Here's what I've found and the complete source code for the program I used to test this. On my machine, these tests were run on a SSD disk and is the equivalent of a file copy. Normally, you'd not want to use this for just copying files, instead when you have a network stream (which is what my use case is), that's when you'd wanna use something like this.

4K buffer

Serial...                                in 0.474s
CopyToAsync...                           timed out
CopyToAsync (Asynchronous)...            timed out
CopyTransformAsync...                    timed out
CopyTransformAsync (Asynchronous)...     timed out

8K buffer

Serial...                                in 0.344s
CopyToAsync...                           timed out
CopyToAsync (Asynchronous)...            timed out
CopyTransformAsync...                    in 1.116s
CopyTransformAsync (Asynchronous)...     timed out

40K buffer

Serial...                                in 0.195s
CopyToAsync...                           in 0.624s
CopyToAsync (Asynchronous)...            timed out
CopyTransformAsync...                    in 0.378s
CopyTransformAsync (Asynchronous)...     timed out

80K buffer

Serial...                                in 0.190s
CopyToAsync...                           in 0.355s
CopyToAsync (Asynchronous)...            in 1.196s
CopyTransformAsync...                    in 0.300s
CopyTransformAsync (Asynchronous)...     in 0.886s

160K buffer

Serial...                                in 0.432s
CopyToAsync...                           in 0.252s
CopyToAsync (Asynchronous)...            in 0.454s
CopyTransformAsync...                    in 0.447s
CopyTransformAsync (Asynchronous)...     in 0.555s

Here you can see the Process Explorer, performance graph as the test is run. Basically each top (in the lower of the three graphs) is the start of the serial test. You can clearly see how the throughput increases dramatically as the buffer size grows. It would appear as if it plans out somewhere around 80K which is what the .NET framework CopyToAsync method uses, internally.

Performance Graph

The nice thing here is that the final implementation wasn't that complicated:

static Task CompletedTask = ((Task)Task.FromResult(0));
static async Task CopyTransformAsync(Stream inputStream
    , Stream outputStream
    , Func<ArraySegment<byte>, ArraySegment<byte>> transform = null
    )
{
    var temp = new byte[bufferSize];
    var temp2 = new byte[bufferSize];

    int i = 0;

    var readTask = inputStream
        .ReadAsync(temp, 0, bufferSize)
        .ConfigureAwait(false);

    var writeTask = CompletedTask.ConfigureAwait(false);

    for (; ; )
    {
        // synchronize read
        int read = await readTask;
        if (read == 0)
        {
            break;
        }

        if (i++ > 0)
        {
            // synchronize write
            await writeTask;
        }

        var chunk = new ArraySegment<byte>(temp, 0, read);

        // do transform (if any)
        if (!(transform == null))
        {
            chunk = transform(chunk);
        }

        // queue write
        writeTask = outputStream
            .WriteAsync(chunk.Array, chunk.Offset, chunk.Count)
            .ConfigureAwait(false);

        // queue read
        readTask = inputStream
            .ReadAsync(temp2, 0, bufferSize)
            .ConfigureAwait(false);

        // swap buffer
        var temp3 = temp;
        temp = temp2;
        temp2 = temp3;
    }

    await writeTask; // complete any lingering write task
}

This method of interleaving the read/write despite the huge buffers is somewhere between 18% faster than the BCL CopyToAsync.
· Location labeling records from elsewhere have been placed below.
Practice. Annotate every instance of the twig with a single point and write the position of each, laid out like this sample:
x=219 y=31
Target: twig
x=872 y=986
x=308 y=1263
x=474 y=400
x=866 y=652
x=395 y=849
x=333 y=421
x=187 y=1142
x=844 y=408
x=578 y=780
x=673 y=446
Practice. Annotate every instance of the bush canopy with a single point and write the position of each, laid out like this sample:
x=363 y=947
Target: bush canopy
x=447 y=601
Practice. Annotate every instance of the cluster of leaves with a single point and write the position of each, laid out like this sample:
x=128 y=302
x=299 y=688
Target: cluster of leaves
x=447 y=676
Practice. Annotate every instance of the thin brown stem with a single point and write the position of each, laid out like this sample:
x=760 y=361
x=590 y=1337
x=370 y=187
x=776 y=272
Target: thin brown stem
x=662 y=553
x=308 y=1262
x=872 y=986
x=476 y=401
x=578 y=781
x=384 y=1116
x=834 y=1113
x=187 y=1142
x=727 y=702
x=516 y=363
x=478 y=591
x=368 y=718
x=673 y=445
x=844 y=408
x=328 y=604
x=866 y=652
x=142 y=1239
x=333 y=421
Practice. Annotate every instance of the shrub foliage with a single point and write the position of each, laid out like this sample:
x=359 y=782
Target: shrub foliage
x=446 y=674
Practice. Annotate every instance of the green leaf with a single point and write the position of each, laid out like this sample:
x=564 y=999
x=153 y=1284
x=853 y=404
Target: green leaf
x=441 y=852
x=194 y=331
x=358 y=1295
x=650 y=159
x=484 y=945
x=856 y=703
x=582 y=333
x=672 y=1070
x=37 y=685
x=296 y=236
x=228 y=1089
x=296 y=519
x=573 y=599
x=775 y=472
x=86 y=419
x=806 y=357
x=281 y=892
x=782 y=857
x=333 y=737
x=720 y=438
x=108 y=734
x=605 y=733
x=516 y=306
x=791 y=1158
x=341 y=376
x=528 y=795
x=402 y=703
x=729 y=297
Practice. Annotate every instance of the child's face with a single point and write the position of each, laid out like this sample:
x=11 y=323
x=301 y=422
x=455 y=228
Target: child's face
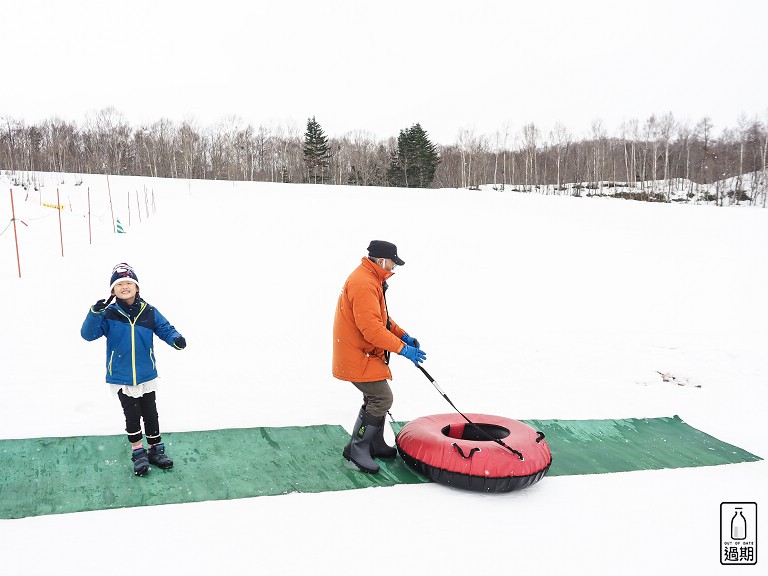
x=125 y=291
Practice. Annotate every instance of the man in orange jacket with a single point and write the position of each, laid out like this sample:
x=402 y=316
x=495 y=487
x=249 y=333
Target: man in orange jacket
x=363 y=337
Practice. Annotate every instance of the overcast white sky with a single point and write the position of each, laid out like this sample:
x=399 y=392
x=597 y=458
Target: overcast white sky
x=383 y=66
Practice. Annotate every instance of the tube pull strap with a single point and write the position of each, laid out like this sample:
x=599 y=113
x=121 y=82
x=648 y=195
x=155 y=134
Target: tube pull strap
x=471 y=452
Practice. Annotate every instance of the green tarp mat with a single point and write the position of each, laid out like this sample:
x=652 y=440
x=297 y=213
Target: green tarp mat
x=41 y=476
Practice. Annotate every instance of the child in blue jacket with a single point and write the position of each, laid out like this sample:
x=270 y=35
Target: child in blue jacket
x=129 y=325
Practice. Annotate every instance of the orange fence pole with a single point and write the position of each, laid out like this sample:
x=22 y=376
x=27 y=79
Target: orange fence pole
x=15 y=237
x=61 y=232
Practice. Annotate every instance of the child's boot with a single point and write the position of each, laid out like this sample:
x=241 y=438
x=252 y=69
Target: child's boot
x=158 y=458
x=140 y=462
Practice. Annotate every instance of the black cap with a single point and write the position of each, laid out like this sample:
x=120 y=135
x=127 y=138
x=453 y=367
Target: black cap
x=384 y=249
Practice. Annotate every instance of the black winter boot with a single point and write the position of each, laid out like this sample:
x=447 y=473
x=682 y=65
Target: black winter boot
x=360 y=447
x=379 y=447
x=158 y=458
x=140 y=462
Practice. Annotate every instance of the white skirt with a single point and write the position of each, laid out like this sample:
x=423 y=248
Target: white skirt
x=135 y=391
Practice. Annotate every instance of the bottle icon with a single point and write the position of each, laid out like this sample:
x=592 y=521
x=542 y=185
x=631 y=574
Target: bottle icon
x=738 y=525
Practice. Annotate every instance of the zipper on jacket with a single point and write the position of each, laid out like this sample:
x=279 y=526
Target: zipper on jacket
x=133 y=339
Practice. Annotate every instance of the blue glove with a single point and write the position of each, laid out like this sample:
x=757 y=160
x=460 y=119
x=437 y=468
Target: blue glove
x=413 y=354
x=410 y=341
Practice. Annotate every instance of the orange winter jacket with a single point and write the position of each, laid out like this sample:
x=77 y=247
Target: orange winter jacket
x=360 y=334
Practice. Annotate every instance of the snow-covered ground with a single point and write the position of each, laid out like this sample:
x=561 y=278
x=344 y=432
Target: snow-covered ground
x=528 y=306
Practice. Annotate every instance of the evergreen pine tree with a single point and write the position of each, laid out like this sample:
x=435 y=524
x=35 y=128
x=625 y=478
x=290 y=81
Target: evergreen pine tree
x=317 y=152
x=414 y=163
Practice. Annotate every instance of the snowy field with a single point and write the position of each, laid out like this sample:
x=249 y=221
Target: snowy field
x=528 y=306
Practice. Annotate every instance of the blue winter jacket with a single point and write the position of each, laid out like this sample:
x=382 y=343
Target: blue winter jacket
x=130 y=353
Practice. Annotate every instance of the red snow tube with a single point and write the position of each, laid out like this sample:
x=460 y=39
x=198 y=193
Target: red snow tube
x=447 y=449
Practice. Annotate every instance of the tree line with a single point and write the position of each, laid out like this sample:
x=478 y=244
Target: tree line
x=657 y=148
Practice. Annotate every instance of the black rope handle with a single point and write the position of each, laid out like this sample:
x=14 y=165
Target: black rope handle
x=471 y=452
x=483 y=432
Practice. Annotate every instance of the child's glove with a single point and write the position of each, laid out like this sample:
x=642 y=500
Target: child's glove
x=410 y=341
x=413 y=354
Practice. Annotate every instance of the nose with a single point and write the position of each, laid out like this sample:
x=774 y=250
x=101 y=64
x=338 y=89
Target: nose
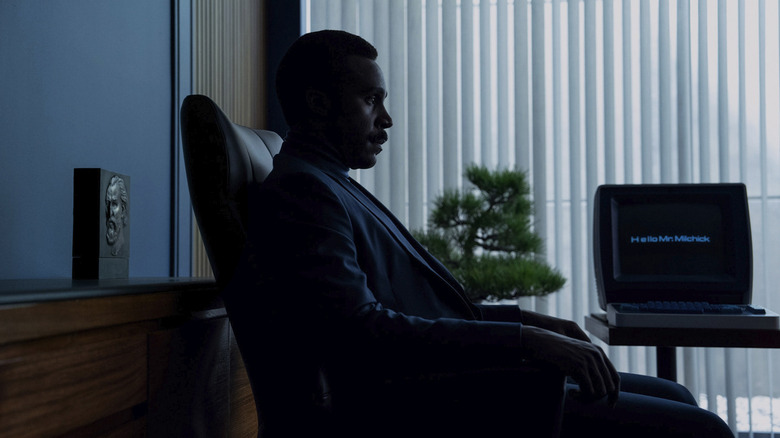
x=384 y=120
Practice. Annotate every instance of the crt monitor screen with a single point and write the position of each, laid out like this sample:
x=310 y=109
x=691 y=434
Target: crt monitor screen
x=676 y=242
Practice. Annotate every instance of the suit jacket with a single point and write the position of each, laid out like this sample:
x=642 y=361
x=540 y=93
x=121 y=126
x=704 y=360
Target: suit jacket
x=333 y=287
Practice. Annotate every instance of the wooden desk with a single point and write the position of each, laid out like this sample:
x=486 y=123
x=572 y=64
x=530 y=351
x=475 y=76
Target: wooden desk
x=667 y=339
x=135 y=357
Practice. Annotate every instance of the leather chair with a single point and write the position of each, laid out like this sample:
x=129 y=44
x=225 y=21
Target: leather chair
x=221 y=159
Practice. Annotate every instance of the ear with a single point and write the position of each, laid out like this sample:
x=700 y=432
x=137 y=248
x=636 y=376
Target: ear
x=318 y=102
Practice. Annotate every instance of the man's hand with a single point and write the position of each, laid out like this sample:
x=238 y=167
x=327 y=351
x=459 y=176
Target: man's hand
x=580 y=359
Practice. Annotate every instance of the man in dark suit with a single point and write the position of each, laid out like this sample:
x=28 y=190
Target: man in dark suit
x=340 y=285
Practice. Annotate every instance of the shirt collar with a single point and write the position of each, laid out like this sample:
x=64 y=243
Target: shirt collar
x=316 y=152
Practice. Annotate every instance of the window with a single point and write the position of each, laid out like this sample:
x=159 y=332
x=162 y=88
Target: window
x=580 y=93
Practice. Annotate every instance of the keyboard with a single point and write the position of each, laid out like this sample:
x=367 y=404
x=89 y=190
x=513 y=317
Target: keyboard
x=690 y=307
x=677 y=314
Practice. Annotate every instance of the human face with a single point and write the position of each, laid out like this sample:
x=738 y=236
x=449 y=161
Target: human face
x=360 y=119
x=113 y=214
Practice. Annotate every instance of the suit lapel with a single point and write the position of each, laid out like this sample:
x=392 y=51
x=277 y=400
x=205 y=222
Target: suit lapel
x=403 y=238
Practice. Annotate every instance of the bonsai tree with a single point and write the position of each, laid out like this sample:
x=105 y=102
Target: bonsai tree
x=484 y=237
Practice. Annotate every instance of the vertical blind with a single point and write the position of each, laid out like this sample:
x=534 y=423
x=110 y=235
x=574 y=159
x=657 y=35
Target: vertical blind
x=579 y=93
x=227 y=53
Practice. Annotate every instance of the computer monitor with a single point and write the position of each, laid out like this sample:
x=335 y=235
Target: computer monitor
x=672 y=242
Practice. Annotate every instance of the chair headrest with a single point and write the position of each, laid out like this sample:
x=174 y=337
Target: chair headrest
x=221 y=159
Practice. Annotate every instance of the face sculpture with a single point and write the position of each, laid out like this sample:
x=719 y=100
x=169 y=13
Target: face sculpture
x=116 y=214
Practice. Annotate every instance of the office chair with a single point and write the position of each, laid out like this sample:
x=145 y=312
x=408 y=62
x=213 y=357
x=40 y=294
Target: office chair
x=221 y=160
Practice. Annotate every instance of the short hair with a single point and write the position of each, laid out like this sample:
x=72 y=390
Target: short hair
x=315 y=60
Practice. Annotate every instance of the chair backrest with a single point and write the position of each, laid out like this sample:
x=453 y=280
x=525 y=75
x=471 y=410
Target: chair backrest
x=221 y=159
Out of curiosity, I did change the async calls to typical begin/end async pattern calls and that did not improve the situation one bit, it made it worse. For all I like to bash on the Task abstraction overhead, they do some nifty things when you write you code with the async/await keywords and it is much nicer to read that code!

Solution 4

Wow, these are all very complex! Here's my async solution, and it's just one function. The Read() and BeginWrite() both run at the same time.

/// <summary>
/// Copies a stream.
/// </summary>
/// <param name="source">The stream containing the source data.</param>
/// <param name="target">The stream that will receive the source data.</param>
/// <remarks>
/// This function copies until no more can be read from the stream
///  and does not close the stream when done.<br/>
/// Read and write are performed simultaneously to improve throughput.<br/>
/// If no data can be read for 60 seconds, the copy will time-out.
/// </remarks>
public static void CopyStream(Stream source, Stream target)
{
    // This stream copy supports a source-read happening at the same time
    // as target-write.  A simpler implementation would be to use just
    // Write() instead of BeginWrite(), at the cost of speed.

    byte[] readbuffer = new byte[4096];
    byte[] writebuffer = new byte[4096];
    IAsyncResult asyncResult = null;

    for (; ; )
    {
        // Read data into the readbuffer.  The previous call to BeginWrite, if any,
        //  is executing in the background..
        int read = source.Read(readbuffer, 0, readbuffer.Length);

        // Ok, we have read some data and we're ready to write it, so wait here
        //  to make sure that the previous write is done before we write again.
        if (asyncResult != null)
        {
            // This should work down to ~0.01kb/sec
            asyncResult.AsyncWaitHandle.WaitOne(60000);
            target.EndWrite(asyncResult); // Last step to the 'write'.
            if (!asyncResult.IsCompleted) // Make sure the write really completed.
                throw new IOException("Stream write failed.");
        }

        if (read <= 0)
            return; // source stream says we're done - nothing else to read.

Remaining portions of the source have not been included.